Titan and Union Want More Tariffs on OTR Tires

Jan. 11, 2016

Titan Tire Corp. and the United Steel, Paper and Forestry, Rubber, Manufacturing, Energy Allied Industrial and Service Workers International Union, AFL-CIO, CLC, (USW) are joining forces again to ask the U.S. Department of Commerce and International Trade Commission to levy anti-dumping and countervailing duties on off-the-road tires imported from India, China and Sri Lanka.

The petition matches a June 2007 request by the same parties seeking tariffs on OTR tires imported from China. (Those duties were imposed in September 2007, reviewed five years later, and extended in 2013 and remain in place today.) This new case extends the tariff request to India and Sri Lanka, and also seeks protection from tires mounted on wheels, in addition to unmounted tires.

The scope of the investigation covers OTR tires for use in “agricultural fields, forests, construction sites, factory and warehouse interiors, airport tarmacs, ports and harbors, mines, quarries, gravel yards and steel mills.”

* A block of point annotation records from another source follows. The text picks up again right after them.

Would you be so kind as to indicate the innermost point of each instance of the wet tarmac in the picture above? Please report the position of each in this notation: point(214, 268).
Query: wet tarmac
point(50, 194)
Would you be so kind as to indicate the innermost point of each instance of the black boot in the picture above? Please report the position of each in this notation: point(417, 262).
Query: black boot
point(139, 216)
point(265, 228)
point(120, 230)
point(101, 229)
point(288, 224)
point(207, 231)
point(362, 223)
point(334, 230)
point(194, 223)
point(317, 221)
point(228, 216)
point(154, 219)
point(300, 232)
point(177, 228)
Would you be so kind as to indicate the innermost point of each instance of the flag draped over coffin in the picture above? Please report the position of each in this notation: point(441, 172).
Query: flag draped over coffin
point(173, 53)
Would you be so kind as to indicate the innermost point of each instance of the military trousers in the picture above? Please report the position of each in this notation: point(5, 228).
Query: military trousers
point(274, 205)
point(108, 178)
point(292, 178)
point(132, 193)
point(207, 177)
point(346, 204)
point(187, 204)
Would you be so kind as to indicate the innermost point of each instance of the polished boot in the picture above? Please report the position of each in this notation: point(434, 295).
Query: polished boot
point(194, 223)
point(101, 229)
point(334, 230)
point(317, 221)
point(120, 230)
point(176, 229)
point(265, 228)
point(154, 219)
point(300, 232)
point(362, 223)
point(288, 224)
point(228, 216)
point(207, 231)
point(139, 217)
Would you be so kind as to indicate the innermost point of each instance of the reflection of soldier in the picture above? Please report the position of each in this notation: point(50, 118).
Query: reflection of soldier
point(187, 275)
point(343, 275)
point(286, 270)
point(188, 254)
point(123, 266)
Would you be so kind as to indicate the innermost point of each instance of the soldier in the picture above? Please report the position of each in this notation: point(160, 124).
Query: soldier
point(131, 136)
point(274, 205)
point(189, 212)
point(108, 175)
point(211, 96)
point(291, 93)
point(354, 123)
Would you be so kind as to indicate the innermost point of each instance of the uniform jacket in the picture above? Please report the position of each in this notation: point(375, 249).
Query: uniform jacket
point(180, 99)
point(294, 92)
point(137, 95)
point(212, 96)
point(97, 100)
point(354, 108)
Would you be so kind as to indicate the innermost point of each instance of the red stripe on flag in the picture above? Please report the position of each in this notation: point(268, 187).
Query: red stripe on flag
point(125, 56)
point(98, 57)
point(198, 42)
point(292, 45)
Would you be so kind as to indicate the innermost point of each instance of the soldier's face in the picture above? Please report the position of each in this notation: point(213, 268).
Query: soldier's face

Titan and the union “believe that imports of certain OTR tires from China and India are being sold for less than their fair value, imports of certain OTR tires from China, India and Sri Lanka are benefitting from countervailable subsidies, and cumulated imports from the three countries are causing material injury, or threatening injury, to the domestic industry producing certain OTR tires.”

Titan, relying in part on data published by Modern Tire Dealer in its 2015 Facts Issue, estimates it accounts for 46.4% of daily OTR tire production in the U.S.

Combined with the production of OTR tire plants also represented by the USW, the two parties say they represent 58.1% of the OTR production in the U.S. (The USW represents workers in three Titan plants, in Bryan, Ohio, Des Moines, Iowa, and Freeport, Ill., as well as two Bridgestone Americas Inc. plants and one Goodyear Tire & Rubber Co. plant.)